Geography
- Location: Lumbini, Nepal

Organisation
- Type: Specialist

Services
- Beds: 100
- Speciality: Children's hospital

History
- Opened: November 1998

Links
- Website: www.amda.org.np/siddhartha-children-and-women-hospital.html
- Lists: Hospitals in Nepal

= AMDA Hospital =

Pediatric hospital in Nepal

The AMDA hospital - Butwal, also known as Siddhartha Children and Women Hospital, was established in November 1998 in Butwal Municipality, Nepal. This is the first pediatric hospital outside the capital city Kathmandu. This hospital has about 100 beds and has provided service to 22,780 patients by 2061 BS.

The hospital was established by a joint initiative of the Public-Private Partnership; the Nepal government, the municipality of Butwal, the Federation of Nepalese Chambers of Commerce and Industry (FNCCI), and AMDA. The hospital is constructed in about 10 bighas of land given by the local authority. The hospital offers NICU and PICU services.

== History ==
This hospital was funded by Japanese INGO. According to the website of this hospital, a Japanese newspaper ‘Mainichi' had taken the initiative to raise funds for the construction of this hospital and a Japanese architect named Mr.
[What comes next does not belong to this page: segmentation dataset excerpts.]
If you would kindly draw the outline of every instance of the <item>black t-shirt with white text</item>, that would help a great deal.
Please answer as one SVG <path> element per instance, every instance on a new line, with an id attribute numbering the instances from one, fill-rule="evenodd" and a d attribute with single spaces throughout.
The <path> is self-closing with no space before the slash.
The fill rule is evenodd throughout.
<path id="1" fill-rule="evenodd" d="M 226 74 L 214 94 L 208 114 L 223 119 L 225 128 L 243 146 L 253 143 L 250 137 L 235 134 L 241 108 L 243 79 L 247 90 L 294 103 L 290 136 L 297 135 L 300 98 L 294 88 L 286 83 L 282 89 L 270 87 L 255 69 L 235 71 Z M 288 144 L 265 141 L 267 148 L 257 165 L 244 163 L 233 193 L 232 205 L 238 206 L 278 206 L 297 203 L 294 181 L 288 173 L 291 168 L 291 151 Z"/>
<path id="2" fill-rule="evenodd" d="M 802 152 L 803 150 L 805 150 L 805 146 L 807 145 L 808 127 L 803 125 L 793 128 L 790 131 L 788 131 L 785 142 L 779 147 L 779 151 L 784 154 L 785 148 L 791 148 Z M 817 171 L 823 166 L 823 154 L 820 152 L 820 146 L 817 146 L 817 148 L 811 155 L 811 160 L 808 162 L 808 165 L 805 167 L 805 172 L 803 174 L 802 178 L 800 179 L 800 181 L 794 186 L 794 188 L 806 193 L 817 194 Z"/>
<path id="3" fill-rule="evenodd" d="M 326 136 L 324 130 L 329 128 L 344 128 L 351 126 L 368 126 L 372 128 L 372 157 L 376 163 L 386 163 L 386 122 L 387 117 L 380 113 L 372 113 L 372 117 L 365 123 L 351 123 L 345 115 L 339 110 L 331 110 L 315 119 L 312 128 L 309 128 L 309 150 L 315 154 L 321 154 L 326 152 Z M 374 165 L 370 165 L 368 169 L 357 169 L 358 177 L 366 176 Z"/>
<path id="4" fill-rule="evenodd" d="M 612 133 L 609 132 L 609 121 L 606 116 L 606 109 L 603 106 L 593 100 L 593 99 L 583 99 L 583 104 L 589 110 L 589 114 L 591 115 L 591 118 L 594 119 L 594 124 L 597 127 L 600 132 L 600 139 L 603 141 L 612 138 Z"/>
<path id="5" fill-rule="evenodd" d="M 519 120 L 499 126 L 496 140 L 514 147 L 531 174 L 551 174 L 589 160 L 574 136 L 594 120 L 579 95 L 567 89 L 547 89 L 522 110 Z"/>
Ando Tadao had volunteered to design the hospital. The hospital itself has been named after Buddha's childhood name, Siddhartha.

The hospital was built using donations from the Great Hanshin earthquake victims who themselves were helped by Nepal in the aftermath of the 1995 quake.

==Building==
The structure is architecturally significant. It was designed by notable Japanese architect Tadao Ando, a past winner of the 1995 Pritzker Architecture Prize.